En
el fallecimiento del cofrade ejemplar, Hermano Mayor en funciones en 1980,
miembro de distintas Juntas de Gobierno y Medalla de Oro de las Cinco Llagas
Uberto Piñán Rodríguez
Necrológica
escrita por Marco A. Velo
Uberto fue –a no dudarlo-, además de la tácita
autoridad de la Medalla
de Oro de la Hermandad
que in illo tempore campeaba sobre su pecho de gimnasta olímpico, un hermano
queridísimo y apreciado –de veras apreciado- por todos: por los de acá y por
los de acullá. Por los de entonces y por los de hoy. Por los de antaño y por
los de hogaño.

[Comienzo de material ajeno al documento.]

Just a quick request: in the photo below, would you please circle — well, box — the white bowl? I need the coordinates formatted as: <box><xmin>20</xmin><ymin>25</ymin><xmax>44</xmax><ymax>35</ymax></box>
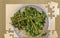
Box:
<box><xmin>13</xmin><ymin>4</ymin><xmax>49</xmax><ymax>38</ymax></box>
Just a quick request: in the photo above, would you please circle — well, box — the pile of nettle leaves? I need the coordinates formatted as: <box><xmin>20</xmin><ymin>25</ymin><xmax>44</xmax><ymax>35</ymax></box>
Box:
<box><xmin>11</xmin><ymin>6</ymin><xmax>47</xmax><ymax>36</ymax></box>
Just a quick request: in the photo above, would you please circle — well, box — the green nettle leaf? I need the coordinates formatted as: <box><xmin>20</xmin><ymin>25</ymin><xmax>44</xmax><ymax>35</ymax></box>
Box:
<box><xmin>11</xmin><ymin>6</ymin><xmax>47</xmax><ymax>37</ymax></box>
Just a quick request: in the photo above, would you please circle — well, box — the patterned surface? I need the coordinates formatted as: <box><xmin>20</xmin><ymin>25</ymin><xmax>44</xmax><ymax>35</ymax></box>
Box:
<box><xmin>5</xmin><ymin>2</ymin><xmax>59</xmax><ymax>38</ymax></box>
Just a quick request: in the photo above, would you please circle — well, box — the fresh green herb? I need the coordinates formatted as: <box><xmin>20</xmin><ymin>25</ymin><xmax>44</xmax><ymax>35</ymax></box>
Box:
<box><xmin>11</xmin><ymin>6</ymin><xmax>47</xmax><ymax>36</ymax></box>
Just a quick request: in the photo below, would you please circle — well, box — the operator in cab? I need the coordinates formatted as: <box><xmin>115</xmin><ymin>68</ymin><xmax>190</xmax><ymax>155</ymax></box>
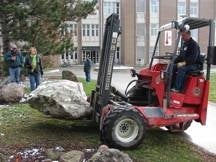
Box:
<box><xmin>171</xmin><ymin>24</ymin><xmax>201</xmax><ymax>92</ymax></box>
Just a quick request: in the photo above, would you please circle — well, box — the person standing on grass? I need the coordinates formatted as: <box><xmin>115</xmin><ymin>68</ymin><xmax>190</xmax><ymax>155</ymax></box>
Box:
<box><xmin>4</xmin><ymin>44</ymin><xmax>24</xmax><ymax>83</ymax></box>
<box><xmin>25</xmin><ymin>47</ymin><xmax>43</xmax><ymax>91</ymax></box>
<box><xmin>84</xmin><ymin>56</ymin><xmax>92</xmax><ymax>82</ymax></box>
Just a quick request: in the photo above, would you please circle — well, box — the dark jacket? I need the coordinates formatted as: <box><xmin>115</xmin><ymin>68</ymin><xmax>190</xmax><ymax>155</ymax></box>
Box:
<box><xmin>25</xmin><ymin>55</ymin><xmax>43</xmax><ymax>75</ymax></box>
<box><xmin>175</xmin><ymin>38</ymin><xmax>201</xmax><ymax>66</ymax></box>
<box><xmin>4</xmin><ymin>51</ymin><xmax>24</xmax><ymax>68</ymax></box>
<box><xmin>84</xmin><ymin>59</ymin><xmax>91</xmax><ymax>72</ymax></box>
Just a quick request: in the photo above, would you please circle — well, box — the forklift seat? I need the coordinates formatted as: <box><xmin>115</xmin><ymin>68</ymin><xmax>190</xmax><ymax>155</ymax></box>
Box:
<box><xmin>188</xmin><ymin>70</ymin><xmax>204</xmax><ymax>76</ymax></box>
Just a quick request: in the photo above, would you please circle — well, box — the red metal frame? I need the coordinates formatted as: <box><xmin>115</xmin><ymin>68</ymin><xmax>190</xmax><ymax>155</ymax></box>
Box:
<box><xmin>101</xmin><ymin>63</ymin><xmax>209</xmax><ymax>128</ymax></box>
<box><xmin>135</xmin><ymin>63</ymin><xmax>209</xmax><ymax>127</ymax></box>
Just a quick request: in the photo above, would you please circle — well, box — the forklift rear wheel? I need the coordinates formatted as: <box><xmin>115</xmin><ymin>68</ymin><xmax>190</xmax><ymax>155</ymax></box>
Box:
<box><xmin>166</xmin><ymin>120</ymin><xmax>192</xmax><ymax>132</ymax></box>
<box><xmin>101</xmin><ymin>107</ymin><xmax>146</xmax><ymax>148</ymax></box>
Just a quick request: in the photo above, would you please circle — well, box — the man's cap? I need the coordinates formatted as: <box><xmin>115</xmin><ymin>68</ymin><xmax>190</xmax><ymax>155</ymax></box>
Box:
<box><xmin>180</xmin><ymin>24</ymin><xmax>190</xmax><ymax>33</ymax></box>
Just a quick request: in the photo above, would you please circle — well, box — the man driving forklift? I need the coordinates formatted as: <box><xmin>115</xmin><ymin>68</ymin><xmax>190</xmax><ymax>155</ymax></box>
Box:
<box><xmin>171</xmin><ymin>24</ymin><xmax>201</xmax><ymax>92</ymax></box>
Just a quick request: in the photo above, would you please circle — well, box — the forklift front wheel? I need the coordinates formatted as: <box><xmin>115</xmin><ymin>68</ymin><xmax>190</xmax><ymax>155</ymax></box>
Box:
<box><xmin>101</xmin><ymin>107</ymin><xmax>146</xmax><ymax>148</ymax></box>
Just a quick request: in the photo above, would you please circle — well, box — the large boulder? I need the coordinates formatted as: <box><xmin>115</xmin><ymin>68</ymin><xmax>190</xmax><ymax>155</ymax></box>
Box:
<box><xmin>62</xmin><ymin>70</ymin><xmax>79</xmax><ymax>82</ymax></box>
<box><xmin>0</xmin><ymin>83</ymin><xmax>24</xmax><ymax>103</ymax></box>
<box><xmin>26</xmin><ymin>80</ymin><xmax>92</xmax><ymax>119</ymax></box>
<box><xmin>89</xmin><ymin>145</ymin><xmax>133</xmax><ymax>162</ymax></box>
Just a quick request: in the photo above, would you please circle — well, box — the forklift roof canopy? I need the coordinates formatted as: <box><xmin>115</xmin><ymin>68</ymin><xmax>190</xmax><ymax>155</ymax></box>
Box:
<box><xmin>159</xmin><ymin>17</ymin><xmax>212</xmax><ymax>32</ymax></box>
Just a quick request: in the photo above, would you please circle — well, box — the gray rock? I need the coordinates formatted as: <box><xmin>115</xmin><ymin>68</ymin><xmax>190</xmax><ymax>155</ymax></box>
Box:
<box><xmin>62</xmin><ymin>70</ymin><xmax>78</xmax><ymax>82</ymax></box>
<box><xmin>60</xmin><ymin>150</ymin><xmax>84</xmax><ymax>162</ymax></box>
<box><xmin>26</xmin><ymin>80</ymin><xmax>92</xmax><ymax>119</ymax></box>
<box><xmin>89</xmin><ymin>145</ymin><xmax>133</xmax><ymax>162</ymax></box>
<box><xmin>46</xmin><ymin>148</ymin><xmax>64</xmax><ymax>160</ymax></box>
<box><xmin>0</xmin><ymin>83</ymin><xmax>24</xmax><ymax>103</ymax></box>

Su inquebrantable simpatía, la locuaz espontaneidad que
destellaba a mansalva, el ingenio afilado, su don de gentes, su optimismo
inalterable y, sobre todo, el alto concepto –la asignatura troncal- del intacto
y nunca desmesurado ni desmedido ni demediado servicio institucional a la Hermandad –como lema,
como modus operandi, como rúbrica, como filosofía existencial-, a la que se
entregó de lleno y a la que quiso con todos los resortes del alma, retrataron
genuinamente durante más de seis décadas el prototipo y el paradigma de un
cofrade cristiano que siempre respetó con esciente fraternidad a la práctica
totalidad de sus hermanos y asimismo apoyaría incondicionalmente –sin
quebraduras, sin fisuras, sin rasgaduras- a los Hermanos Mayores y Juntas de
Gobierno de esta corporación nazarena de tantísimos –para él- sentimientos
encendidos. Tan profundos y profusos como la casa poética de Luis Rosales.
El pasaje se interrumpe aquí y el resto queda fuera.